Update on Debtor Efforts to Strip-Off Unsecured Mortgage Liens: Supreme Court Denies Certiorari to Mortgage Lender in SinkfieldThe United States Supreme Court recently denied a creditor’s petition for certiorari in an Eleventh Circuit case entitled Bank of America, N.A. v. David Lamar Sinkfield (No. 13-700). The issue concerns whether section 506(d) of the Bankruptcy Code allows a debtor to remove or strip-off a wholly unsecured—or “underwater”—mortgage lien in chapter 7 bankruptcy.

Most courts that have considered whether a chapter 7 debtor may void an underwater mortgage lien have concluded that the Supreme Court’s ruling in Dewsnup v. Timm, 502 U.S. 410 (1992), controls the issue. Dewsnup held that section 506(d) does not permit a chapter 7 debtor to strip off a mortgage lien to the property’s fair market value. It has also been construed as prohibiting the strip-off of underwater mortgages. The Fourth, Sixth, Seventh and Ninth Circuits, as well as courts in New York, New Jersey and Utah have barred lien stripping by chapter 7 debtors.

While the Second Circuit has not ruled directly, the United States District Court for Eastern District of New York, in Wachovia v. Smoot, recently held that a chapter 7 debtor may not strip off an underwater junior mortgage under section 506(d) of the Bankruptcy Code. Wachovia v. Smoot, 478 B.R. 555 (E.D.N.Y. 2012).

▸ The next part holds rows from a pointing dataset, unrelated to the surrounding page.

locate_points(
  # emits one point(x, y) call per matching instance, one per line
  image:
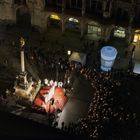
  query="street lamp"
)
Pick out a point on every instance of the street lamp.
point(68, 52)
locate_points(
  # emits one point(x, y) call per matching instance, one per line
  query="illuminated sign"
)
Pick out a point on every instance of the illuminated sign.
point(73, 20)
point(119, 32)
point(56, 17)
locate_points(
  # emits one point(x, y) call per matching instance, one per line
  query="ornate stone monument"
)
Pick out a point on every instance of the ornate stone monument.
point(23, 87)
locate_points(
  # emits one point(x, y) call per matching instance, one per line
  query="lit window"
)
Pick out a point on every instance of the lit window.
point(56, 17)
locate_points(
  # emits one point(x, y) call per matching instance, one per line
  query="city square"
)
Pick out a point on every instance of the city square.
point(75, 75)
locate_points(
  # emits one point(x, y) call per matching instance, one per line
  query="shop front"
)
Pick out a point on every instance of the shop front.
point(119, 32)
point(93, 31)
point(54, 20)
point(72, 24)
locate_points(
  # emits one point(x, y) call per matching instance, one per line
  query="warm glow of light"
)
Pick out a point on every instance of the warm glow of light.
point(56, 17)
point(136, 38)
point(69, 52)
point(73, 20)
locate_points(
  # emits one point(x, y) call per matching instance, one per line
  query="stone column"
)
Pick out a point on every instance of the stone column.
point(63, 5)
point(22, 61)
point(83, 7)
point(82, 27)
point(63, 25)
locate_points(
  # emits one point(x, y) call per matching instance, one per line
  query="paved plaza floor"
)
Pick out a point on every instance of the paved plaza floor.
point(78, 101)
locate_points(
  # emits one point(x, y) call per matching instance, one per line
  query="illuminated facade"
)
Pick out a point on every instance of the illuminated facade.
point(92, 18)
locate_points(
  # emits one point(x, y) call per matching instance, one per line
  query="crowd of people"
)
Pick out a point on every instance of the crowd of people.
point(113, 112)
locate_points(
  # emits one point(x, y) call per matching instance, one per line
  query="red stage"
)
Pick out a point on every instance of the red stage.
point(49, 99)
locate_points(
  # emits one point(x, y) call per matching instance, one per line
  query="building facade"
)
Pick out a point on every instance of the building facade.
point(100, 19)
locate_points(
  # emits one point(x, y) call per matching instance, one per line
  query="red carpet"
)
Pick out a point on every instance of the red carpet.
point(57, 101)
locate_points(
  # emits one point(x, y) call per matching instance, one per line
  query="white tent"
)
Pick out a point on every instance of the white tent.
point(78, 57)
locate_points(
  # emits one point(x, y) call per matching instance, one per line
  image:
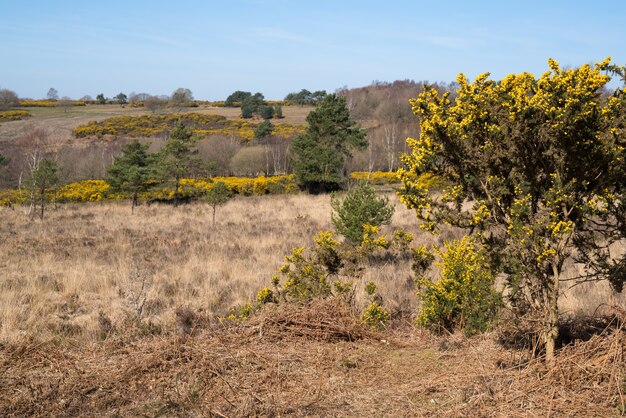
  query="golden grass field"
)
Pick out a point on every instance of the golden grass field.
point(70, 344)
point(104, 313)
point(59, 276)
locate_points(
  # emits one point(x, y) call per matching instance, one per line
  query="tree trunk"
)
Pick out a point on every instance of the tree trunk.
point(43, 197)
point(552, 327)
point(176, 193)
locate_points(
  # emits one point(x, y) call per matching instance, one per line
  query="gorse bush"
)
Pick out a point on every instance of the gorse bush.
point(203, 124)
point(463, 297)
point(360, 207)
point(98, 190)
point(11, 115)
point(376, 316)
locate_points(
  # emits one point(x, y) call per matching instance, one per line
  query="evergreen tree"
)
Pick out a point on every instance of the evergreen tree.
point(278, 112)
point(319, 152)
point(217, 196)
point(131, 171)
point(44, 178)
point(263, 131)
point(360, 207)
point(179, 158)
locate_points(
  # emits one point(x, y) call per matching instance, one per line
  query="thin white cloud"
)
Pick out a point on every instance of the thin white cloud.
point(277, 34)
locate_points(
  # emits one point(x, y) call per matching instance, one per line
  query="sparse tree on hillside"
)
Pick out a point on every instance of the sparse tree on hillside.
point(237, 98)
point(263, 131)
point(8, 98)
point(52, 94)
point(252, 104)
point(318, 154)
point(178, 159)
point(305, 97)
point(153, 104)
point(65, 103)
point(181, 97)
point(217, 196)
point(541, 163)
point(359, 207)
point(44, 179)
point(131, 171)
point(121, 98)
point(137, 97)
point(278, 112)
point(266, 112)
point(4, 161)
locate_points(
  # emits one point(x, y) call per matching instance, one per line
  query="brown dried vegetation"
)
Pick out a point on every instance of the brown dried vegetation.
point(103, 313)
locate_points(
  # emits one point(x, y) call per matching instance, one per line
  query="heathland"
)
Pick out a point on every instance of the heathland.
point(263, 310)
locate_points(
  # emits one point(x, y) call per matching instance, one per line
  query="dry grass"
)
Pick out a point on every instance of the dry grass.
point(93, 261)
point(70, 289)
point(59, 275)
point(310, 369)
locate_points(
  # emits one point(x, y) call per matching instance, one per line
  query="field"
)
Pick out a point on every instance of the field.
point(73, 340)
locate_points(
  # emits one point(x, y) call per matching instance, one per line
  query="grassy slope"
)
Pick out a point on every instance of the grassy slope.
point(60, 124)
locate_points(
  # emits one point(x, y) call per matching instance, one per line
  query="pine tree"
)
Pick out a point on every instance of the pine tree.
point(179, 157)
point(319, 153)
point(131, 171)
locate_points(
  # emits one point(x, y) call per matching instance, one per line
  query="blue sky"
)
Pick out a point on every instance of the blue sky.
point(279, 46)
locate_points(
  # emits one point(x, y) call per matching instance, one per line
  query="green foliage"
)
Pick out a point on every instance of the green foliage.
point(252, 104)
point(131, 171)
point(247, 109)
point(318, 154)
point(237, 98)
point(463, 297)
point(359, 207)
point(181, 97)
point(8, 99)
point(370, 288)
point(263, 131)
point(376, 316)
point(44, 178)
point(218, 195)
point(305, 97)
point(265, 295)
point(306, 278)
point(121, 98)
point(178, 159)
point(534, 167)
point(266, 112)
point(14, 115)
point(278, 112)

In any case, a minority of courts have held otherwise. For example, In re McNeal, the Eleventh Circuit permitted a chapter 7 debtor to use code sections 506(a) and 506(d) to strip off a wholly unsecured junior mortgage lien. In re McNeal, 477 Fed. Appx. 562 (11th Cir. 2012).

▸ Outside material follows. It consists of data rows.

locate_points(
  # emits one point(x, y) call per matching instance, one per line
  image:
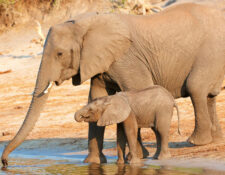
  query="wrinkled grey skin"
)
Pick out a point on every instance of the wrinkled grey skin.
point(181, 48)
point(151, 107)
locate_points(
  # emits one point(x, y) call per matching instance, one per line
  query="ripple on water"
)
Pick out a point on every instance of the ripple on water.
point(48, 166)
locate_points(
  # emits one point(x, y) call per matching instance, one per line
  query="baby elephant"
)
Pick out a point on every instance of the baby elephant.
point(151, 107)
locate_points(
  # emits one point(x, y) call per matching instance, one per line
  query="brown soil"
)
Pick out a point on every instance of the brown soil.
point(22, 57)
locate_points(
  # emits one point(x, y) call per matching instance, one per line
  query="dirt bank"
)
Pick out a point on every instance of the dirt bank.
point(19, 62)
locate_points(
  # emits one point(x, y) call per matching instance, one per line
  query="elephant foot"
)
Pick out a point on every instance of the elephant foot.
point(120, 161)
point(165, 155)
point(200, 139)
point(135, 161)
point(5, 164)
point(95, 158)
point(144, 154)
point(217, 135)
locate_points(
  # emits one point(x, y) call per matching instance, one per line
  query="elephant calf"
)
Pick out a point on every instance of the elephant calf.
point(151, 107)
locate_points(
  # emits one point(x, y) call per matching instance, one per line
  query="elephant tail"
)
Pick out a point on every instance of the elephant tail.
point(178, 116)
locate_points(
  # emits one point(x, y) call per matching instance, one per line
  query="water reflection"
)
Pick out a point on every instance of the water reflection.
point(35, 166)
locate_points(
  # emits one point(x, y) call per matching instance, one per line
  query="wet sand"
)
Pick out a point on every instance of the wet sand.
point(56, 127)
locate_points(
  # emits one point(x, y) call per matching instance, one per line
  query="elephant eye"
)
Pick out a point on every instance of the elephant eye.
point(59, 54)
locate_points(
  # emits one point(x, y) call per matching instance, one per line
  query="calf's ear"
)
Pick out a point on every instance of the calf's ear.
point(117, 111)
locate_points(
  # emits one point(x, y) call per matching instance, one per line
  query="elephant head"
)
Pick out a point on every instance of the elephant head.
point(77, 49)
point(105, 111)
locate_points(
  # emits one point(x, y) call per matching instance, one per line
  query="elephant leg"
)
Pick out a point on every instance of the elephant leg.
point(142, 152)
point(131, 130)
point(164, 136)
point(216, 129)
point(158, 143)
point(121, 143)
point(95, 133)
point(163, 120)
point(202, 132)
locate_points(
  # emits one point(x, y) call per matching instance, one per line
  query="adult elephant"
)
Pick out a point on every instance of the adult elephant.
point(181, 49)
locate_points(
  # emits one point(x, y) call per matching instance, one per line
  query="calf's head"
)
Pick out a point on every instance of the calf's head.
point(105, 111)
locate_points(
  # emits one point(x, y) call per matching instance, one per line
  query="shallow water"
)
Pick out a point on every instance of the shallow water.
point(58, 156)
point(69, 166)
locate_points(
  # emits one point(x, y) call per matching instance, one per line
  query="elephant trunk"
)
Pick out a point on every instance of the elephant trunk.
point(39, 98)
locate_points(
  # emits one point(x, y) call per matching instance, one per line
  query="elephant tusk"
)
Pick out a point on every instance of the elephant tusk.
point(49, 86)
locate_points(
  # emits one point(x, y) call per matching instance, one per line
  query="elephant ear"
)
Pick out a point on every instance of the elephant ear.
point(117, 111)
point(107, 39)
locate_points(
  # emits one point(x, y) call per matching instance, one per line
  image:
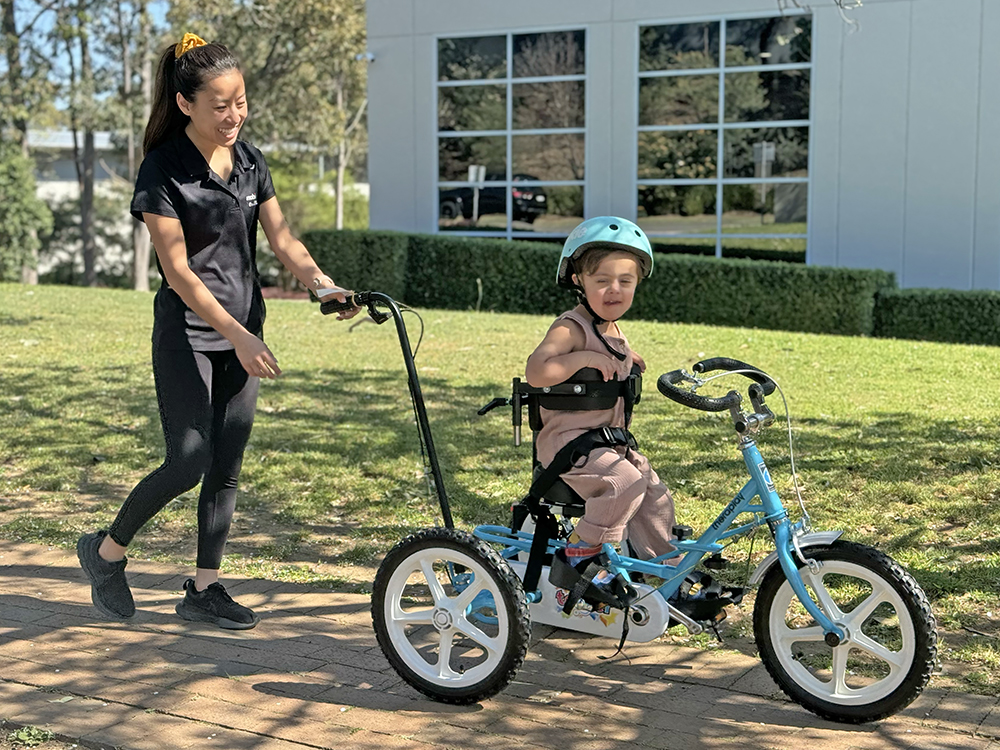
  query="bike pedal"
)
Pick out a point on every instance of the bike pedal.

In Sinkfield, the U.S. Bankruptcy Court for the Northern District of Georgia granted debtor’s motion to “strip off” Bank of America’s wholly unsecured mortgage. The bank appealed to the U.S. District Court for the Northern District of Georgia, which affirmed the Bankruptcy Court’s determination. The bank then appealed to the Eleventh Circuit, which affirmed the District Court’s ruling, following McNeal.

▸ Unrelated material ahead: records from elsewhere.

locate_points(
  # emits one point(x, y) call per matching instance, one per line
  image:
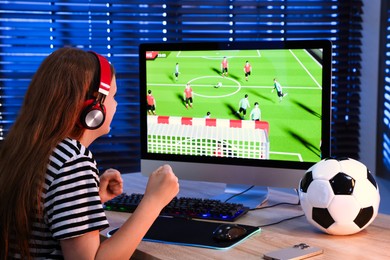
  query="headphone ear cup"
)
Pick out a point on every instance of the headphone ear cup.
point(93, 114)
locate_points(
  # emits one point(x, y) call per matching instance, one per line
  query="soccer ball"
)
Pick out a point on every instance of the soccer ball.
point(339, 196)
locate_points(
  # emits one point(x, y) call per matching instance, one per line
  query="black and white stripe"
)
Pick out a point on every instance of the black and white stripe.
point(71, 201)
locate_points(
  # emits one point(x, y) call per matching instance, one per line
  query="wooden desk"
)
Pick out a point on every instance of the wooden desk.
point(371, 243)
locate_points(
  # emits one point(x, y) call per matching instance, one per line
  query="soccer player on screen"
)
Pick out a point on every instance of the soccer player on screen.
point(150, 103)
point(224, 66)
point(247, 70)
point(188, 96)
point(279, 90)
point(255, 114)
point(177, 71)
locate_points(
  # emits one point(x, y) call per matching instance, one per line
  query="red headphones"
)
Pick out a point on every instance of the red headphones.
point(94, 112)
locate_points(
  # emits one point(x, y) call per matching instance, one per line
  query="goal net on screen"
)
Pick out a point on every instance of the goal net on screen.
point(208, 137)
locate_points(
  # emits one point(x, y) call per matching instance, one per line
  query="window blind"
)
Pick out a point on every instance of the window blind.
point(29, 31)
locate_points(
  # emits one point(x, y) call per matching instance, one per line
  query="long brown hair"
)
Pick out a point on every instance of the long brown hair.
point(49, 114)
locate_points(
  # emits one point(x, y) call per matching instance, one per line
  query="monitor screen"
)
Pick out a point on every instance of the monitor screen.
point(255, 113)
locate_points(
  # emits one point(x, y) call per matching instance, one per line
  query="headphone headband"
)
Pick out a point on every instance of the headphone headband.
point(105, 74)
point(94, 113)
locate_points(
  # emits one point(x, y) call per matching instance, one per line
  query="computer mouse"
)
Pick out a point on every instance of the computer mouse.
point(228, 232)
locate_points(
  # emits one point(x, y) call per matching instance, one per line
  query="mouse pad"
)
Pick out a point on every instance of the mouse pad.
point(191, 233)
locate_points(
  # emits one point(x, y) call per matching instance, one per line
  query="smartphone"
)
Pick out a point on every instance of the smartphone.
point(299, 251)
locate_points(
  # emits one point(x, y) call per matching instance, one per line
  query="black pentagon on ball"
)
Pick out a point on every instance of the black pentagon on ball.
point(322, 217)
point(305, 182)
point(342, 184)
point(364, 216)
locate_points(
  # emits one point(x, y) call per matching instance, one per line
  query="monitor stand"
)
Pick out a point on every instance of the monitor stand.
point(252, 198)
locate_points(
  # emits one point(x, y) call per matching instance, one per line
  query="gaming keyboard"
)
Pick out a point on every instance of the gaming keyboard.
point(183, 207)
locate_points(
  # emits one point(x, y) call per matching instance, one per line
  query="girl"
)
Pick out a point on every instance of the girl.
point(50, 192)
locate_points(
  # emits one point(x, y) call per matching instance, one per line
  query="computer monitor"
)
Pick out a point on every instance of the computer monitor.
point(210, 138)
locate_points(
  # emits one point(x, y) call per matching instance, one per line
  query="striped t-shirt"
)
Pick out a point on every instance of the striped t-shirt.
point(71, 202)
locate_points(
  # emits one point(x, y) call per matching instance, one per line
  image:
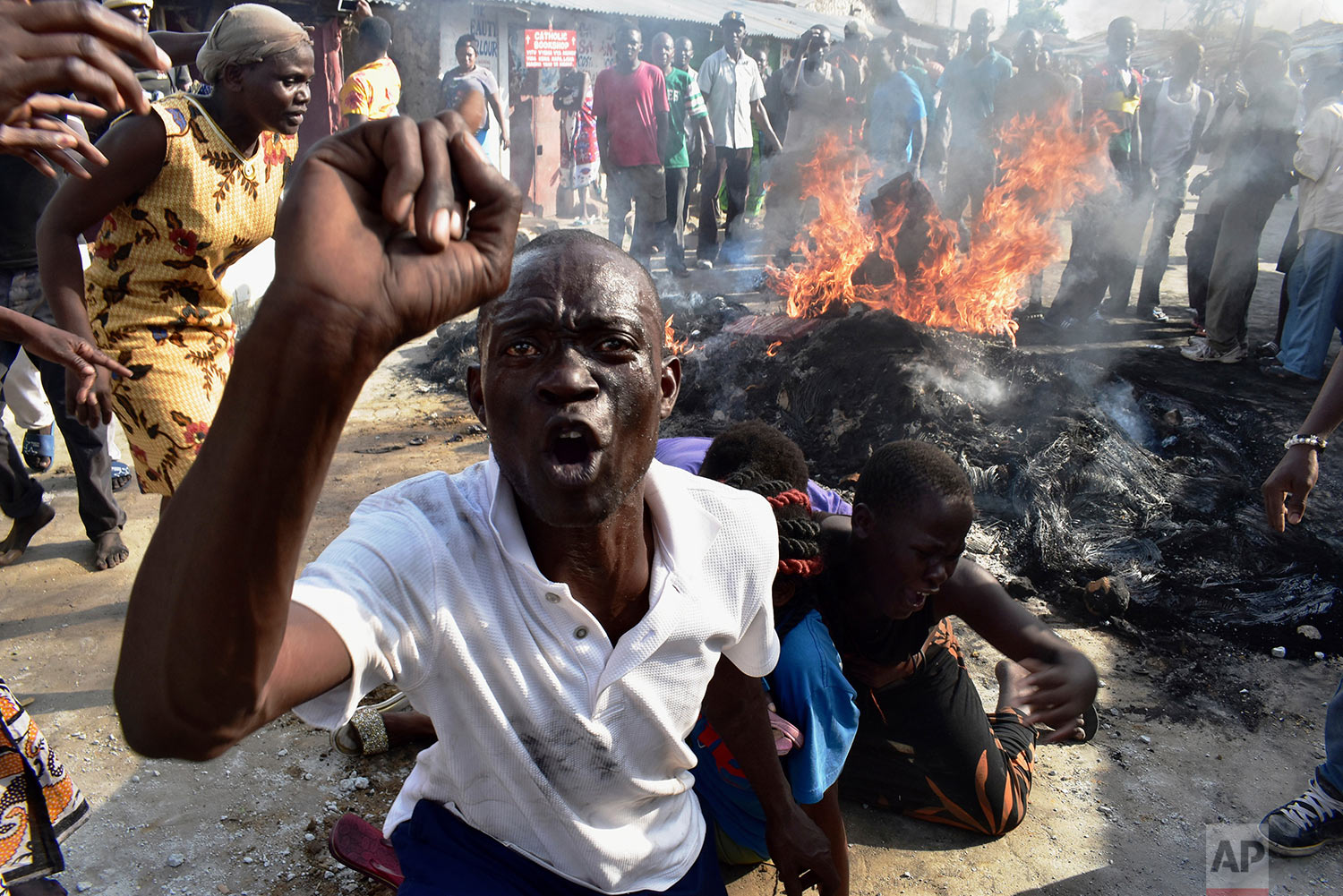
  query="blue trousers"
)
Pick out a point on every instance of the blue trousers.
point(1313, 289)
point(443, 856)
point(1331, 769)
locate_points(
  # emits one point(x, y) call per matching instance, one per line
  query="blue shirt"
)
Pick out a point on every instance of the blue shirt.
point(808, 689)
point(894, 99)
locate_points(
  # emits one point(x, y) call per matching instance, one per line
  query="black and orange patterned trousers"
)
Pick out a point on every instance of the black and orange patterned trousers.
point(927, 748)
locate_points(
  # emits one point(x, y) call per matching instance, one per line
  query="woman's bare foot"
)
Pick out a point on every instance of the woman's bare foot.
point(109, 550)
point(1010, 675)
point(21, 533)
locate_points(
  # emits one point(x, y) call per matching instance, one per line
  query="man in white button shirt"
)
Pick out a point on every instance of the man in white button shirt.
point(732, 89)
point(559, 610)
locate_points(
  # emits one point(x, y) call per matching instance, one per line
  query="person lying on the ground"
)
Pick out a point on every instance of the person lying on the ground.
point(1303, 825)
point(542, 605)
point(808, 687)
point(894, 576)
point(48, 50)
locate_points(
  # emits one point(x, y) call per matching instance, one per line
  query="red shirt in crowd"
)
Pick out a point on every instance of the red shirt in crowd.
point(630, 104)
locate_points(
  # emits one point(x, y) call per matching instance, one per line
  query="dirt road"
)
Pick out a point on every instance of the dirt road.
point(1195, 732)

After the Eleventh Circuit denied Bank of America’s request for a rehearing, the bank petitioned the U.S. Supreme Court, arguing that “the question presented is one of great significance to the day-to-day administration of chapter 7 cases … [and] implicates the most basic rights of debtors and creditors under the Bankruptcy Code.”

The Supreme Court’s decision to deny certiorari in Sinkfield means this issue remains unresolved and will continue to divide the circuits until Congress or the Supreme Court eventually provide a resolution. Weltman & Moskowitz, LLP will continue to monitor this important topic and keep clients and colleagues informed.

If you are a creditor or debtor dealing with “underwater” assets, contact Michael Moskowitz or Richard Weltman at Weltman & Moskowitz, LLP for guidance and counsel.

Melissa A. Guseynov, an associate at Weltman & Moskowitz, LLP, contributed to this article.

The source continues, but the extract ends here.